Sozialraumorientierung - nicht nur im Vogelsbergkreis ein gutes Konzept

Fachlicher Austausch in Rosenheim: Bildungsdezernent Mischak und Fachleute aus dem Vogelsbergkreis besuchten das Jugendamt der Stadt Rosenheim. Foto: Stefan Trux (lifePR) ( Lauterbach, )

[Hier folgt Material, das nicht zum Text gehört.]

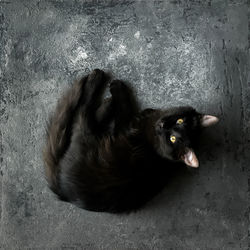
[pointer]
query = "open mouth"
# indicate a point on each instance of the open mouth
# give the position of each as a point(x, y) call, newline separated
point(190, 158)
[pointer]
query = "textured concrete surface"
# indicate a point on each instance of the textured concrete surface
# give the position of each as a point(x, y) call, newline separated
point(173, 52)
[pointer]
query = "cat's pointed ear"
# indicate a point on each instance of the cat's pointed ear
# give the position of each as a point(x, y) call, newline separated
point(190, 158)
point(208, 120)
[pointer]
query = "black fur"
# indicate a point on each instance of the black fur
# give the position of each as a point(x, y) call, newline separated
point(106, 155)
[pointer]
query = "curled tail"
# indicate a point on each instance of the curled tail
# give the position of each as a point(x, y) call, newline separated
point(59, 131)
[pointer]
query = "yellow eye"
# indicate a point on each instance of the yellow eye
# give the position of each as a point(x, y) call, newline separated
point(179, 121)
point(172, 138)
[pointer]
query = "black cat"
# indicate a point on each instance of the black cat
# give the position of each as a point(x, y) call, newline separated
point(105, 155)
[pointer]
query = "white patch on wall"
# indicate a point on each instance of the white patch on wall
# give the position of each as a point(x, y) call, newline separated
point(80, 55)
point(118, 51)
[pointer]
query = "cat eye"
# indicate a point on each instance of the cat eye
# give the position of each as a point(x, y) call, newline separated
point(172, 138)
point(179, 121)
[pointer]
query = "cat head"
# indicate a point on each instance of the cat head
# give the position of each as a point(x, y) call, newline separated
point(176, 132)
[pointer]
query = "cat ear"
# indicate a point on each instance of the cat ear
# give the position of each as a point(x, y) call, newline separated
point(190, 158)
point(208, 120)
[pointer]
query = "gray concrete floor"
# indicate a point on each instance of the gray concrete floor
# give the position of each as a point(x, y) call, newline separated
point(173, 52)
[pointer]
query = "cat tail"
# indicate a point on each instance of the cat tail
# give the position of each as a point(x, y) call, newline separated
point(59, 132)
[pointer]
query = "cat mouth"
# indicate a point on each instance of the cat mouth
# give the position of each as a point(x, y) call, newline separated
point(190, 158)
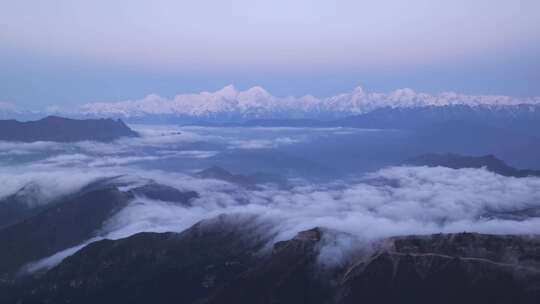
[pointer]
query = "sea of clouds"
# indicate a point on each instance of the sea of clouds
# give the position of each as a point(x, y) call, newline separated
point(391, 201)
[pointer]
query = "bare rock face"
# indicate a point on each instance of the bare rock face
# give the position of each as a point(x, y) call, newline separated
point(454, 268)
point(228, 260)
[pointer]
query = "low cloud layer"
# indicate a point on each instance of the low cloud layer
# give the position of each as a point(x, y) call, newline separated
point(387, 202)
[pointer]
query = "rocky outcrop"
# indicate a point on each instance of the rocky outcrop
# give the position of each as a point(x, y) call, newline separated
point(58, 129)
point(227, 260)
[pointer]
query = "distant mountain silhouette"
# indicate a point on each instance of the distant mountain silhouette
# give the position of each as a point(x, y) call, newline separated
point(35, 232)
point(220, 261)
point(54, 128)
point(455, 161)
point(247, 181)
point(216, 172)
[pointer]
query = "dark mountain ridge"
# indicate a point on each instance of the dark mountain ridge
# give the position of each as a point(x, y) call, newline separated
point(58, 129)
point(224, 260)
point(456, 161)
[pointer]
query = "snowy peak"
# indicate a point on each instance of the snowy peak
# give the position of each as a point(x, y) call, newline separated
point(258, 102)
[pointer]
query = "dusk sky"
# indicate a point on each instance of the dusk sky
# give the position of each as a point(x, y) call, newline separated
point(70, 52)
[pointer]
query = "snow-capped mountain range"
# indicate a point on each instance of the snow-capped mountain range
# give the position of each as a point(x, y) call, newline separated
point(257, 102)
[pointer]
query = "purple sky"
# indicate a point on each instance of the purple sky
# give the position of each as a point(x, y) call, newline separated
point(72, 52)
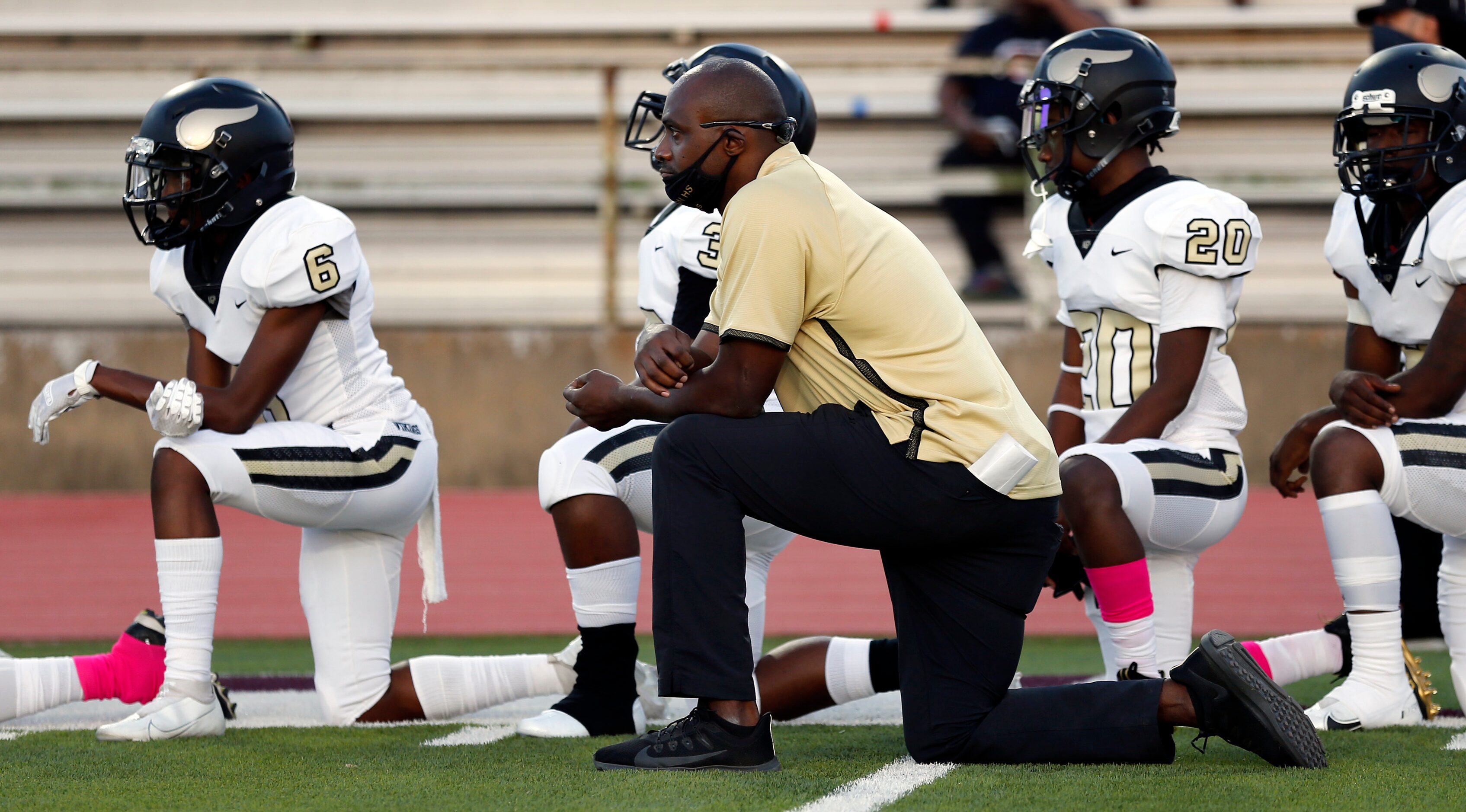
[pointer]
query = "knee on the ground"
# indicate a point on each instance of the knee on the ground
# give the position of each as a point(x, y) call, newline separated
point(1338, 458)
point(1087, 481)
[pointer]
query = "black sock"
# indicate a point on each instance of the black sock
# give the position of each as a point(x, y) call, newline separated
point(886, 672)
point(605, 681)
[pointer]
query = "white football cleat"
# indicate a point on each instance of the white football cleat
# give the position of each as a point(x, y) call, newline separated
point(559, 725)
point(1357, 706)
point(563, 663)
point(168, 717)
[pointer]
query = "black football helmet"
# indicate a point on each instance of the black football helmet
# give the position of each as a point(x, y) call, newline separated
point(1420, 90)
point(798, 103)
point(1081, 83)
point(194, 149)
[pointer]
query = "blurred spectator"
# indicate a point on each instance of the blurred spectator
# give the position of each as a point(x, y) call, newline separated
point(980, 102)
point(1396, 22)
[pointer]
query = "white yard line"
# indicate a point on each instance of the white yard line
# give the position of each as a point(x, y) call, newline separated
point(876, 790)
point(473, 735)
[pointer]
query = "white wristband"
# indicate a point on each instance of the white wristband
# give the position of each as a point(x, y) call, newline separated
point(1074, 411)
point(83, 379)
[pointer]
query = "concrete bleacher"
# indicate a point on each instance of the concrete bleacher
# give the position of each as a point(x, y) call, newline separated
point(467, 141)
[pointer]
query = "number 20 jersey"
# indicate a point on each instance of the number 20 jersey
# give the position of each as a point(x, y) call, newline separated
point(1168, 260)
point(298, 253)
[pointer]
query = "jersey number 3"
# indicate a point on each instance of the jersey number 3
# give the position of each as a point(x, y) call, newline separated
point(319, 266)
point(1235, 238)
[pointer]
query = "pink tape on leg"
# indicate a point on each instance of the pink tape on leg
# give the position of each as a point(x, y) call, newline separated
point(131, 672)
point(1122, 591)
point(1255, 650)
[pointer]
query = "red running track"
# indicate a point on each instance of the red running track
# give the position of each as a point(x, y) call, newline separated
point(80, 566)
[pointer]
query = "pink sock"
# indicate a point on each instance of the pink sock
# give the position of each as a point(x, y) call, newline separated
point(1255, 650)
point(1122, 591)
point(131, 672)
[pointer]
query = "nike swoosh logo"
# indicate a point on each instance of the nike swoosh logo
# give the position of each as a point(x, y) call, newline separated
point(643, 760)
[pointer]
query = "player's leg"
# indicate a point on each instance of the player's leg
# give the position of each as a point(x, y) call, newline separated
point(190, 555)
point(814, 673)
point(1115, 559)
point(1349, 470)
point(131, 672)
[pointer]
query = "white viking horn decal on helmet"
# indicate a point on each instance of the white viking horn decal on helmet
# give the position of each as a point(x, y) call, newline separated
point(197, 130)
point(1065, 67)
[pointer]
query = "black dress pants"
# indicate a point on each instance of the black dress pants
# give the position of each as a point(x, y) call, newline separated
point(963, 565)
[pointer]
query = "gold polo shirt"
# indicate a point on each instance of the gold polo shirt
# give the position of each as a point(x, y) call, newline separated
point(867, 317)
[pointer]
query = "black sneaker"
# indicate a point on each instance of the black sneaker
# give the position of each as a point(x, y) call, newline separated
point(1235, 700)
point(1339, 628)
point(149, 628)
point(700, 741)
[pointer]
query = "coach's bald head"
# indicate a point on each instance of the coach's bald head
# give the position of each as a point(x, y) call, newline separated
point(722, 90)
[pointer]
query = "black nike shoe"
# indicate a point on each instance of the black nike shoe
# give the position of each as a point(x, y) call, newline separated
point(149, 629)
point(1235, 700)
point(698, 741)
point(1339, 628)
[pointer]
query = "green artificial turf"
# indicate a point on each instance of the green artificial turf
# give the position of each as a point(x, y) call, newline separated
point(387, 767)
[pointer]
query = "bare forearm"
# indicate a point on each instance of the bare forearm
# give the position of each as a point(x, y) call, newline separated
point(1150, 416)
point(122, 386)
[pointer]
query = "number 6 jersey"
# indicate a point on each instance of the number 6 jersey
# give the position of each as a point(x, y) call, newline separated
point(298, 253)
point(1159, 254)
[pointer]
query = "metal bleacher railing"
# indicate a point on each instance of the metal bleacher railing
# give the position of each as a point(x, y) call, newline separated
point(474, 147)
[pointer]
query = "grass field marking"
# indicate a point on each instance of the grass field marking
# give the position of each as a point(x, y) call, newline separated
point(473, 735)
point(876, 790)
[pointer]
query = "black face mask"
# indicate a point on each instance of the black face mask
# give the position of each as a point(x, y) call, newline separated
point(700, 189)
point(1384, 37)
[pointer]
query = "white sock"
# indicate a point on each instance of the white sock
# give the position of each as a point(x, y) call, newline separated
point(1374, 643)
point(755, 594)
point(1365, 553)
point(188, 587)
point(1172, 591)
point(848, 670)
point(1135, 643)
point(452, 687)
point(34, 684)
point(1305, 654)
point(1452, 595)
point(605, 594)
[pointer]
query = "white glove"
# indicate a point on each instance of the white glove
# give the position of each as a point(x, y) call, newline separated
point(58, 398)
point(176, 409)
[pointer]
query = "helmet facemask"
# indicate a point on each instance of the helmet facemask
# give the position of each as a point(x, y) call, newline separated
point(166, 189)
point(1409, 141)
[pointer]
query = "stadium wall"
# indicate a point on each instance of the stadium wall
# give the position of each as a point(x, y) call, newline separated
point(495, 393)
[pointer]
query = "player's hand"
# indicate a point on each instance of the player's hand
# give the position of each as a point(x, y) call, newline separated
point(176, 409)
point(1357, 396)
point(596, 398)
point(1290, 455)
point(665, 361)
point(58, 398)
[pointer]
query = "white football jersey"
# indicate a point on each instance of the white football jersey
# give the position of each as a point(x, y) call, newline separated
point(681, 247)
point(1408, 313)
point(297, 253)
point(1169, 260)
point(678, 269)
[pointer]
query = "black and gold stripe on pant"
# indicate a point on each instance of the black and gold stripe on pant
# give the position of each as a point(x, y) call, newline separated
point(627, 454)
point(1431, 444)
point(330, 468)
point(1187, 474)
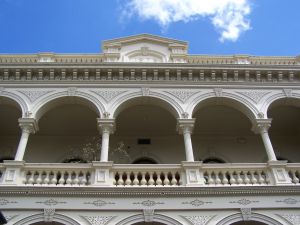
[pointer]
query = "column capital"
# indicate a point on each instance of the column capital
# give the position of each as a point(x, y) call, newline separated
point(28, 125)
point(107, 125)
point(185, 125)
point(261, 125)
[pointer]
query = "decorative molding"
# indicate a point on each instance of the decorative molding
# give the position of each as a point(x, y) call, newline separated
point(148, 215)
point(289, 201)
point(292, 218)
point(108, 94)
point(218, 92)
point(145, 91)
point(183, 94)
point(287, 92)
point(99, 203)
point(243, 201)
point(49, 214)
point(195, 202)
point(198, 220)
point(246, 213)
point(148, 203)
point(6, 202)
point(34, 94)
point(255, 96)
point(50, 202)
point(98, 220)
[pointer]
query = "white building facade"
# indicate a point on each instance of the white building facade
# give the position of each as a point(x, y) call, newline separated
point(145, 133)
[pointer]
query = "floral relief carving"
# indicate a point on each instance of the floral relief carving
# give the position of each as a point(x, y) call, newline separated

Eine Delegation aus dem Jugendamt Vogelsbergkreis um den ersten Kreisbeigeordneten Dr. Jens Mischak hat sich in der Stadt Rosenheim über das Fachkonzept der Sozialraumorientierung in der Jugendhilfe informiert. Die Stadt Rosenheim ist im bundesweiten Vergleich äußerst fortschrittlich aufgestellt und sammelt schon seit mehr als 15 Jahren sehr gute Erfahrungen mit der Umsetzung des Fachkonzeptes. Die Kollegen aus dem Vogelsbergkreis konnten daher von der Entwicklung bis zum aktuellen Stand der sozialraumorientierten Jugendhilfe in Rosenheim viel Interessantes von den südbayerischen Kollegen erfahren.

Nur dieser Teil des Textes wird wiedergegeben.